Background: The goal of this study was to test the hypothesis that autoantibodies against M2-muscarinic acetylcholine receptor (M2-AAB) are associated with severe preeclampsia and increased risk of adverse perinatal outcomes.
Methods: We conducted a case-control study comparing 60 women with severe preeclampsia to 60 women with normal pregnancy and 60 non-pregnant controls. A peptide, corresponding to amino acid sequences of the second extracellular loops of the M2 receptor, was synthesized as antigen to test for the presence of autoantibodies, using an enzyme-linked immunosorbent assay. The frequency and titer of M2-AAB were compared in the 3 groups. The risk of adverse perinatal outcomes among women with severe preeclampsia in the presence of M2-AAB was estimated.

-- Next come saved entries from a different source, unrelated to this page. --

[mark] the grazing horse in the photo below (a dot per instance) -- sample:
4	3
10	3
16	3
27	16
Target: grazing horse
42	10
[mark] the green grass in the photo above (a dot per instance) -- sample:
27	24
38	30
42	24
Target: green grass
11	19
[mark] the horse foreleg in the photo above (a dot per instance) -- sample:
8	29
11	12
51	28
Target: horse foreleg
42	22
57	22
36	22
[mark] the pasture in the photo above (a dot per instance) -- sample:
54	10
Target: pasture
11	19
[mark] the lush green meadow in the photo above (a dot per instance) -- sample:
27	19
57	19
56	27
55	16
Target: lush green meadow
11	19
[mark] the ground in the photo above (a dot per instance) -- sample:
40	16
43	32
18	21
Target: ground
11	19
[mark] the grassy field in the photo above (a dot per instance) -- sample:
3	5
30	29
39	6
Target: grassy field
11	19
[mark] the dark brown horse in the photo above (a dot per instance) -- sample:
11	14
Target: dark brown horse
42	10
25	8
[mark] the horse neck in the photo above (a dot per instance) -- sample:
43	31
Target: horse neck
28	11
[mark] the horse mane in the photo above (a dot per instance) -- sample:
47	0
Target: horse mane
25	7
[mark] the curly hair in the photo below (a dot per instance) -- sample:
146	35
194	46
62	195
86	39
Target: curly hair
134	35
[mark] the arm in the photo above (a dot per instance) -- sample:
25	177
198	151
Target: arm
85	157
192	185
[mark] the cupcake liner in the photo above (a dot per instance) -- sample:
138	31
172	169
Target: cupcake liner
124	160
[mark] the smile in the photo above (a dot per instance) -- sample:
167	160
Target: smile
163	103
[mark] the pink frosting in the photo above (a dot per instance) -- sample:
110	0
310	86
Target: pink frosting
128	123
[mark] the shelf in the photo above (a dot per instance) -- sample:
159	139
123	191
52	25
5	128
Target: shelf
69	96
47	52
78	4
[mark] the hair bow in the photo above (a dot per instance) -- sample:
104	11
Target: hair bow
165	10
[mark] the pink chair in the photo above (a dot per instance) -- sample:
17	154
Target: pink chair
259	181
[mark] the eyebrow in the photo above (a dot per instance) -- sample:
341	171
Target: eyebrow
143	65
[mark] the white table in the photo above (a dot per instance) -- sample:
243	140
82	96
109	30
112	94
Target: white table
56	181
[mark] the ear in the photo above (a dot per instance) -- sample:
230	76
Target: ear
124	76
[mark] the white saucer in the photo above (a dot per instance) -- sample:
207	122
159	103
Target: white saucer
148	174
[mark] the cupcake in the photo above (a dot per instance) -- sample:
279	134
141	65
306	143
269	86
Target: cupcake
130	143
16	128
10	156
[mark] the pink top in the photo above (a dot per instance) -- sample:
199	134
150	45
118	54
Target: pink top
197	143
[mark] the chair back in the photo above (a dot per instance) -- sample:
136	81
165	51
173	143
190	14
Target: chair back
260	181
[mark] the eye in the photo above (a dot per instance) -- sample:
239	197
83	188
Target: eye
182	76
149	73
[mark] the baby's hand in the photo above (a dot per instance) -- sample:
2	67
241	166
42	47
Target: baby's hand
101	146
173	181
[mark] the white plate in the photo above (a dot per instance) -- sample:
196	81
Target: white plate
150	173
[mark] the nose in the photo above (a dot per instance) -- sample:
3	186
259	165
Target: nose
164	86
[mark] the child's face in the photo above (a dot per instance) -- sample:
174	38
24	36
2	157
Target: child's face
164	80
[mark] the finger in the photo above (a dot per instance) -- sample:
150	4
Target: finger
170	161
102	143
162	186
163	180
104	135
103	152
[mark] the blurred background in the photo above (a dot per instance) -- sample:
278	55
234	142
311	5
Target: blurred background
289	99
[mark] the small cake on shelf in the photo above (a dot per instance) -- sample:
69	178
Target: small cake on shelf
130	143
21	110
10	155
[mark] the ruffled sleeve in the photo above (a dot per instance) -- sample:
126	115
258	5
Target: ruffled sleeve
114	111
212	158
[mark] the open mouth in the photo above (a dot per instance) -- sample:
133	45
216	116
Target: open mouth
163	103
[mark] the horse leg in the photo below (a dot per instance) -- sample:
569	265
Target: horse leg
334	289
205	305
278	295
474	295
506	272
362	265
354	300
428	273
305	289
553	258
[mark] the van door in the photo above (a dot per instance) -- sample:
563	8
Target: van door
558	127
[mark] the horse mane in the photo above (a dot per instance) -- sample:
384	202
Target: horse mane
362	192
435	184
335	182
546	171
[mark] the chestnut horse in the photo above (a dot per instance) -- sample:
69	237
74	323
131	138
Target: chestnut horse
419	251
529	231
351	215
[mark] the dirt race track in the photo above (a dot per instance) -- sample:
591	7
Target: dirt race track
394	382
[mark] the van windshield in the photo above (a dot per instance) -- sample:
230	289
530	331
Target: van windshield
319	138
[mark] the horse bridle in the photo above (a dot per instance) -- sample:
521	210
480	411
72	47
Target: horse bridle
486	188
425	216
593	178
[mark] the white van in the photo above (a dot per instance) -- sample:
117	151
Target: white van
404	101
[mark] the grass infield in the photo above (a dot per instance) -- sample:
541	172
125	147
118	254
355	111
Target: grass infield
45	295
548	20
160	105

Results: M2-AAB were positive in 31.7% (19/60) of patients with severe preeclampsia, in 10.0% (6/60) (p=0.006) of normal pregnant women and in 8.3% (5/60) (p=0.002) of non-pregnant controls. The presence of M2-AAB was associated with increased risk of adverse pregnancy complications (OR, 3.6; 95%CI, 1.0-12.6; p=0.048), fetal growth restriction (OR, 6.8; 95% CI, 2.0-23.0; p=0.002), fetal distress (OR, 6.7; 95% CI, 1.7-26.6; p=0.007), low Apgar score (OR, 5.3; 95% CI, 1.4-20.7; p=0.017), and perinatal death (OR, 4.3; 95% CI, 1.0-17.6; p=0.044) among women with severe preeclampsia.
Conclusions: This study demonstrates, for the first time, an increase in M2-AAB in patients with severe preeclampsia. Women with severe preeclampsia who are M2-AAB positive are at increased risk for neonatal mortality and morbidity. We posit that M2-AAB may be involved in the pathogenesis of severe preeclampsia.